Converting eBooks to Sony Reader format

2007/03/22

Since yesterday, I made nice progress in solving my issues with content creation for PRS500 and it’s readability. There are several ways how to proceed:

The simplest is to download Book Designer. It is free for non-commercial use and current version 5.0 Alpha does the job very well. It allows you to load source in text, HTML, Lit, PDF, PalmDoc (prd/prc), rb and few other formats and process them into native LRF format – plus few others I do not really care about. The result is nice, readable LRF file with three sizes, nicely formatted, with metada. As added benefit, because the author is Russian, the program does not assume that English alphabet is the only one in existence and allows to select encoding.

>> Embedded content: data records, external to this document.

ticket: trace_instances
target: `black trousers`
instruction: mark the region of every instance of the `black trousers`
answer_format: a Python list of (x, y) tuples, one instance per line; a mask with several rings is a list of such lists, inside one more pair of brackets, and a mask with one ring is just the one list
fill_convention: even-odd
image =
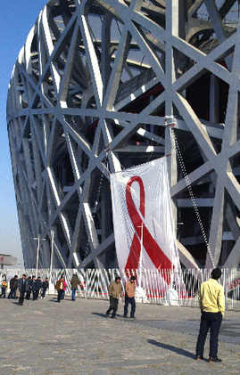
[(110, 296), (109, 302), (110, 306), (106, 314), (109, 314), (112, 310), (112, 316), (115, 316), (119, 306), (119, 300), (118, 298), (114, 298), (113, 297)]
[(128, 304), (131, 305), (130, 317), (133, 318), (136, 310), (136, 301), (134, 297), (125, 296), (124, 316), (128, 315)]
[(63, 294), (64, 294), (63, 289), (58, 289), (58, 291), (57, 291), (57, 302), (60, 302), (61, 299), (63, 299), (62, 298)]
[(210, 357), (218, 355), (219, 333), (222, 321), (221, 313), (203, 312), (198, 339), (196, 343), (196, 355), (203, 356), (204, 344), (210, 329)]
[(13, 299), (15, 299), (16, 298), (16, 289), (10, 289), (10, 292), (9, 292), (9, 295), (8, 295), (8, 298), (9, 299), (11, 299), (11, 298), (13, 298)]
[(43, 298), (45, 298), (46, 292), (46, 289), (44, 288), (44, 289), (42, 289), (42, 294), (41, 294), (41, 297), (42, 297)]
[(33, 300), (37, 299), (37, 298), (38, 298), (38, 296), (39, 296), (39, 290), (38, 290), (38, 289), (37, 289), (37, 290), (34, 290), (34, 291), (32, 292), (32, 299), (33, 299)]
[(27, 293), (26, 293), (26, 299), (30, 299), (30, 297), (31, 297), (31, 291), (30, 291), (30, 290), (29, 290), (29, 291), (27, 291)]
[(25, 297), (25, 291), (21, 291), (20, 292), (20, 298), (19, 298), (19, 304), (20, 305), (23, 305), (24, 297)]

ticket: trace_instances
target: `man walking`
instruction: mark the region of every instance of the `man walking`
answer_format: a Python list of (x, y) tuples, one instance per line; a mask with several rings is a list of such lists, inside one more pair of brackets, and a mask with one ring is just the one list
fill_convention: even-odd
[(112, 319), (116, 317), (120, 297), (123, 298), (122, 287), (120, 283), (120, 277), (116, 276), (115, 281), (112, 282), (112, 284), (109, 286), (110, 306), (106, 312), (106, 315), (109, 316), (111, 311), (112, 310), (111, 316)]
[(46, 277), (45, 279), (45, 281), (43, 281), (42, 283), (42, 294), (41, 294), (42, 298), (45, 298), (46, 292), (46, 289), (48, 289), (48, 288), (49, 288), (49, 279), (48, 277)]
[(75, 299), (76, 299), (76, 290), (77, 290), (79, 285), (80, 285), (80, 281), (79, 279), (79, 276), (77, 275), (77, 273), (73, 273), (71, 281), (70, 281), (71, 300), (72, 301), (75, 301)]
[(39, 291), (40, 291), (41, 288), (42, 288), (42, 281), (41, 281), (40, 276), (38, 276), (37, 279), (36, 280), (36, 281), (34, 281), (33, 284), (32, 284), (32, 299), (33, 299), (33, 301), (36, 301), (37, 299), (38, 299)]
[(124, 305), (124, 318), (128, 317), (128, 305), (131, 305), (130, 318), (135, 319), (135, 310), (136, 310), (136, 301), (135, 301), (135, 292), (136, 292), (136, 277), (131, 276), (130, 280), (126, 282), (125, 286), (125, 305)]
[(215, 268), (211, 278), (201, 284), (200, 307), (202, 311), (200, 330), (196, 344), (196, 359), (203, 358), (204, 344), (210, 329), (209, 362), (219, 363), (218, 358), (218, 340), (222, 316), (225, 312), (223, 287), (218, 282), (221, 270)]
[(19, 291), (20, 291), (20, 298), (19, 298), (19, 304), (21, 306), (23, 305), (24, 296), (25, 293), (29, 290), (29, 281), (26, 280), (26, 274), (23, 273), (21, 279), (19, 281)]
[(55, 289), (57, 290), (57, 302), (61, 302), (61, 299), (63, 299), (62, 296), (64, 295), (66, 286), (67, 284), (65, 282), (64, 275), (62, 274), (55, 285)]
[(33, 283), (31, 276), (28, 277), (28, 282), (29, 282), (29, 290), (26, 293), (26, 299), (30, 299), (31, 291), (32, 291), (32, 283)]
[(10, 292), (8, 295), (9, 299), (12, 299), (12, 298), (16, 299), (17, 289), (18, 289), (18, 275), (15, 274), (15, 276), (10, 280)]

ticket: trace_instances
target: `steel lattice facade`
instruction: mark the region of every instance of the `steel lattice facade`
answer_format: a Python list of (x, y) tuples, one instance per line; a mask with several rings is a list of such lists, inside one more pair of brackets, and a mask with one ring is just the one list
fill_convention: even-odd
[(47, 3), (7, 103), (26, 267), (36, 265), (34, 238), (39, 267), (116, 266), (109, 174), (163, 155), (183, 265), (239, 265), (237, 4)]

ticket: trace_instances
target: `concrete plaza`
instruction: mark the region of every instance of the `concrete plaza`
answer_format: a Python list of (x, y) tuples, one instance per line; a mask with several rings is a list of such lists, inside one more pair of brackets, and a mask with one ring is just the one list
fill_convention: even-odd
[(223, 363), (210, 364), (194, 359), (198, 309), (137, 304), (131, 321), (104, 317), (107, 306), (108, 301), (69, 298), (23, 306), (0, 299), (0, 375), (239, 375), (239, 312), (227, 312), (219, 337)]

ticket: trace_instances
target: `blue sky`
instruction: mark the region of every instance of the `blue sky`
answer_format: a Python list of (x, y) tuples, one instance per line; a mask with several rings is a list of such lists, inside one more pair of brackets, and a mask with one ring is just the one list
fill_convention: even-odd
[(5, 106), (8, 83), (19, 51), (46, 0), (13, 0), (0, 12), (0, 252), (22, 264), (16, 200), (8, 146)]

The result is quite good – most of the extended characters from Czech/Slovak are there, some are missing and displayed as space (namely ř,ě,ľ …) but it is readable. What is maybe better option is that with English as language and default encoding, the software “downscales” the extended characters to closest English pairs: ř -> r,ě -> e – which results in familiar computer Czech/Slovak. I am very comfortable with option 2, and will work on getting correct font for #1.

If you want to read more about the program go here and here – as long as you can read Russian. I found out that even after 22 years of not using Russian, I can still reasonably well read and understand it …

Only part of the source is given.